La plupart des outils OSINT vieillissent vite : les sites déplacent leurs points d’accès, les captchas changent, les pages de profil sont redesignées, et les signatures cassent. Maigret fait exception : l’outil fonctionne depuis des années, prend en charge plus de 3 000 sites, fournit un package Python, un bot Telegram et une interface web, et montre surtout comment construire un scanner robuste face à la dérive du web.

Essayez Apidog aujourd’hui

Ce guide s’adresse aux ingénieurs. L’objectif n’est pas d’expliquer comment cibler des personnes, mais de décortiquer les choix d’architecture de Maigret : base de signatures, détection multi-signal, recherche récursive, gestion de dérive et post-traitement IA. Ces mêmes patterns s’appliquent directement aux tests d’API que vous écrivez avec Apidog.

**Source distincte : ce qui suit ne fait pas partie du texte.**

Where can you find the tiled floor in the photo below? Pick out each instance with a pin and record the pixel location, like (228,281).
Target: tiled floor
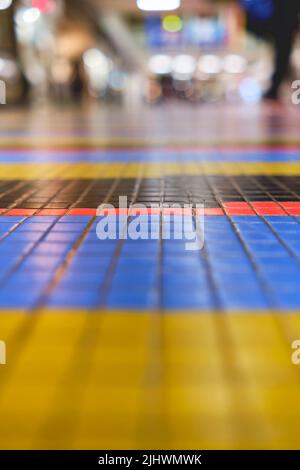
(123,343)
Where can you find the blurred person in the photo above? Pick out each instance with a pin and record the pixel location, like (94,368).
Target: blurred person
(285,25)
(77,83)
(276,20)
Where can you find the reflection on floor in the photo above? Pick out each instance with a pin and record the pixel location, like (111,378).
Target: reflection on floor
(123,343)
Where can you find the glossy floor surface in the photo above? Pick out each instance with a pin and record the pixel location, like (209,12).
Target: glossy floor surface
(132,338)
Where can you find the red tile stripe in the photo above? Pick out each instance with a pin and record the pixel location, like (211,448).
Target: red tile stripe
(266,208)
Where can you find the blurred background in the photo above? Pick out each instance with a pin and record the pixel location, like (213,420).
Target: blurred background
(130,52)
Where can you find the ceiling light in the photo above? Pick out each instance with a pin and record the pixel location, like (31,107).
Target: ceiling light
(158,5)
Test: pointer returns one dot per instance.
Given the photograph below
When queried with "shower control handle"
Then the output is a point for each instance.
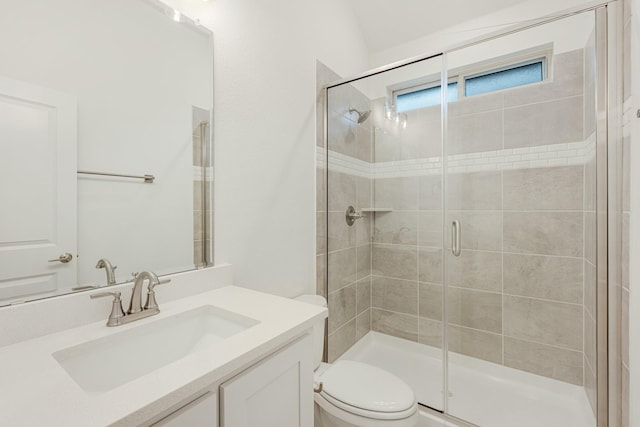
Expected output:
(455, 238)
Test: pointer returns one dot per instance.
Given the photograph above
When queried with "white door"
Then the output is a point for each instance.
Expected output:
(277, 392)
(38, 191)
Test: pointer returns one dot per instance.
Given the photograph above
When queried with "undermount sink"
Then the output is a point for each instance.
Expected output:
(106, 363)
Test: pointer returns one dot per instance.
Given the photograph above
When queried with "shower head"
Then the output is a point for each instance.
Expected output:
(362, 115)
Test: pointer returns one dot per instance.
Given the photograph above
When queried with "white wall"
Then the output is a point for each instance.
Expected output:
(634, 238)
(522, 12)
(264, 130)
(136, 75)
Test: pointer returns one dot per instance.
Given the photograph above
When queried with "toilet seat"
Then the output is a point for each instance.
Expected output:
(367, 391)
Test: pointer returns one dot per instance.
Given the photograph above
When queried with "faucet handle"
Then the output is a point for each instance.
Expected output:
(151, 294)
(117, 313)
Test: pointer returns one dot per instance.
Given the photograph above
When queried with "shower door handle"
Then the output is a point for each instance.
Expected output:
(455, 237)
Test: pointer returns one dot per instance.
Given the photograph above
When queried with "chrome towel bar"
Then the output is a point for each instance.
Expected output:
(147, 178)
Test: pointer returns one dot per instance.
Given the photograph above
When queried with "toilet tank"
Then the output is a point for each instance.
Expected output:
(318, 328)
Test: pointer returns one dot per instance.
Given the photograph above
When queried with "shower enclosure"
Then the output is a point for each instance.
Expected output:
(463, 223)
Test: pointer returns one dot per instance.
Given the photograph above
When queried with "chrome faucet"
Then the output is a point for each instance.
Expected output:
(136, 310)
(109, 268)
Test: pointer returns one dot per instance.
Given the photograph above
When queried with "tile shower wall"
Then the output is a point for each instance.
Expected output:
(516, 183)
(349, 248)
(623, 220)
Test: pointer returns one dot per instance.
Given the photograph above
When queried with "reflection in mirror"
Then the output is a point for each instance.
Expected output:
(105, 139)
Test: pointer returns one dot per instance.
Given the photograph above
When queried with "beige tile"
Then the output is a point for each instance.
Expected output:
(430, 228)
(475, 309)
(557, 188)
(363, 295)
(544, 233)
(476, 270)
(430, 301)
(430, 193)
(321, 275)
(342, 191)
(590, 287)
(396, 193)
(364, 190)
(624, 251)
(551, 362)
(341, 131)
(430, 265)
(321, 196)
(475, 191)
(590, 385)
(363, 229)
(395, 261)
(476, 104)
(552, 122)
(546, 277)
(341, 340)
(567, 80)
(626, 174)
(624, 327)
(479, 230)
(363, 268)
(482, 345)
(545, 322)
(396, 295)
(475, 132)
(364, 141)
(590, 350)
(395, 324)
(342, 307)
(321, 232)
(590, 237)
(398, 227)
(590, 185)
(363, 324)
(197, 195)
(341, 235)
(341, 269)
(422, 136)
(624, 397)
(430, 333)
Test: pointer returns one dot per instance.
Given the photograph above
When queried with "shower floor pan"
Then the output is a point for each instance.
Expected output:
(483, 393)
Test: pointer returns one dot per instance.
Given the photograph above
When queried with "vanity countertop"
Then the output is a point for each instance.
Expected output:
(36, 391)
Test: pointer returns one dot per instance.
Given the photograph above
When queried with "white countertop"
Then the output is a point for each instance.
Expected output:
(36, 391)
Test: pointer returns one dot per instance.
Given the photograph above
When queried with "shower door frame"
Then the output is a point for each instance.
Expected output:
(608, 27)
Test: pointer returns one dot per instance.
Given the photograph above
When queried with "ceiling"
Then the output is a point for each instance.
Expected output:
(387, 23)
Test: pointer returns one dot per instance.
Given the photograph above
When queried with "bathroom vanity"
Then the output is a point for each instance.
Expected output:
(224, 357)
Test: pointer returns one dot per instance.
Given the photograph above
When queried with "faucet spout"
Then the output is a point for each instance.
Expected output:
(135, 305)
(109, 268)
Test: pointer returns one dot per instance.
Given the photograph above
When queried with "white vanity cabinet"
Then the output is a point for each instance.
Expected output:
(202, 412)
(277, 391)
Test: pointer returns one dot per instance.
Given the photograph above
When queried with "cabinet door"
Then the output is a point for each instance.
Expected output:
(202, 412)
(277, 392)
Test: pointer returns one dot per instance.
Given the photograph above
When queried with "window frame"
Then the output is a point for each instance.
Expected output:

Si vous ne l’avez pas encore lu, notre article sur le test d’API sans Postman en 2026 couvre des idées proches : assertions, contrats et détection de dérive.

TL;DR

  • Maigret collecte des informations publiques à partir d’un nom d’utilisateur en vérifiant plus de 3 000 sites.
  • Sa robustesse vient d’une base de signatures versionnée, mise à jour automatiquement.
  • Il ne se limite pas aux codes HTTP : il combine chaînes de présence, chaînes d’absence, en-têtes, règles d’extraction et gestion des cas inconnus.
  • Les usages légitimes incluent l’OSINT journalistique, la récupération de comptes personnels, les audits de sécurité autorisés, la recherche de personnes disparues avec cadre légal et la surveillance d’abus de marque.
  • L’utiliser sur des individus sans consentement peut relever du harcèlement ou du stalking selon les juridictions.
  • Les mêmes modèles d’ingénierie s’appliquent aux tests d’API : signatures, fixtures, assertions multi-signaux, relecture planifiée et alertes de dérive dans Apidog.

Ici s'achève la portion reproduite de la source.